For several months during 2020 and 2021, I lived in Dallas, trying to uncover new evidence and solve the murder of Jeffrey Young. My efforts felt futile at times. Once the Texas legal system found Ben Spencer guilty, it was as if that judgment sealed him in amber, and he needed an extraordinary instrument, such as DNA, to free him. Without this scientific cudgel, Spencer’s lawyers and investigators had to make do with something akin to an ice pick, trying to chip
away at his conviction, filing writs and parole applications, petitioning one district attorney after another, hoping that these efforts would eventually crack apart his case and release him as an innocent man.

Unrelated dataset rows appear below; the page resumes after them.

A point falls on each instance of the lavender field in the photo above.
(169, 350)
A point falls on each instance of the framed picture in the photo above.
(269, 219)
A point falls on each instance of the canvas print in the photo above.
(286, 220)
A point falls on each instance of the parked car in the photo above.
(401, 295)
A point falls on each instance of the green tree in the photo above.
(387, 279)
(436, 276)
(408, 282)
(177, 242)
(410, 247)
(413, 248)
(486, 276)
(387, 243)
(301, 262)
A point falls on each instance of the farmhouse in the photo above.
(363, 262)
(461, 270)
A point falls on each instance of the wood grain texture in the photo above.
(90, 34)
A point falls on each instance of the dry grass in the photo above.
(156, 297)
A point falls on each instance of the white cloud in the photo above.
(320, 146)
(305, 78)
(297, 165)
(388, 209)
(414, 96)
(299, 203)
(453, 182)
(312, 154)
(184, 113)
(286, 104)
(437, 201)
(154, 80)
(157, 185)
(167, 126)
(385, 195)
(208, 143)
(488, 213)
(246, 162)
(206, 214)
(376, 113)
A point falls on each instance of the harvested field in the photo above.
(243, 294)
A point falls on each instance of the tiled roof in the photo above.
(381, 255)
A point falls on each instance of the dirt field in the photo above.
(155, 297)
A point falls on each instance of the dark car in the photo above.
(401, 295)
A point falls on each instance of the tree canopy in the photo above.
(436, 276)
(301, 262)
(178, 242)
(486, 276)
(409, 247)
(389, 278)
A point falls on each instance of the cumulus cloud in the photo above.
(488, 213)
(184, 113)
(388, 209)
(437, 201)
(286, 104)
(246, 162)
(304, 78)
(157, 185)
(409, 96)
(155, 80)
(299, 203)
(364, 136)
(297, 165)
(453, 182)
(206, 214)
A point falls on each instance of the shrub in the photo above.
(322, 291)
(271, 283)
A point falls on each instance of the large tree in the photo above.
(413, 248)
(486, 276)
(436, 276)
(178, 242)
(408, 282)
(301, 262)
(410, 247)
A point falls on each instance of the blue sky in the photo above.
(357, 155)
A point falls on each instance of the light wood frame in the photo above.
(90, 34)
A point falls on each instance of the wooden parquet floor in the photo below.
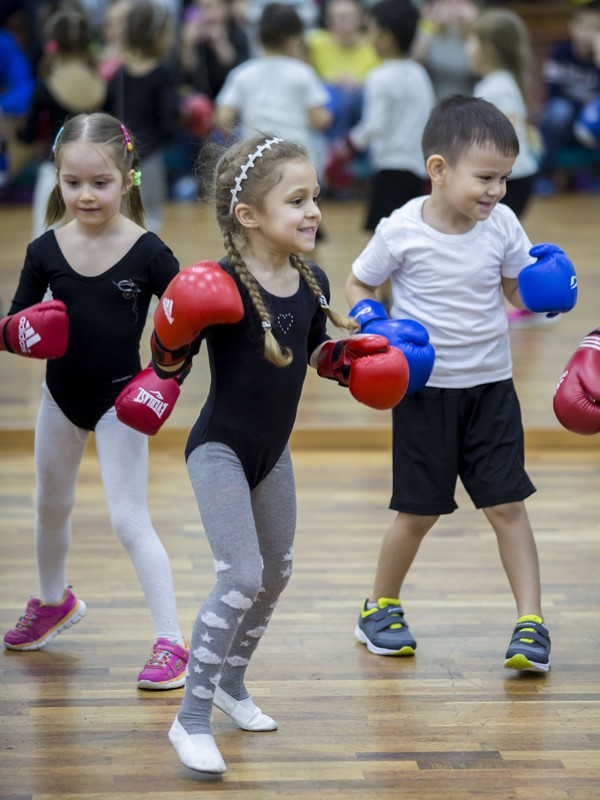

The thirty-seven years since Spencer was incarcerated have seen a reckoning. Defense attorneys across the country began publicizing wrongful convictions. The public noticed, as did judges, legislators, and a new breed of prosecutor. Rather than simply denying the mistakes, most states began to recognize that prosecutions can go off the rails, and some have tried to eliminate the most egregious flaws. In a happy surprise, on this issue the most progressive state in the country is Texas. In part because the cost of error is so high—the state executes more people than any other—Texas has set up a number of guardrails and is by far the state that most generously recompenses its exonerees.
Thus Texas is the perfect starting point to begin and end the story of Ben Spencer, the logical place to examine the failure of American justice and the incipient attempts to redeem it. For this journey, Ben Spencer is a consummate guide.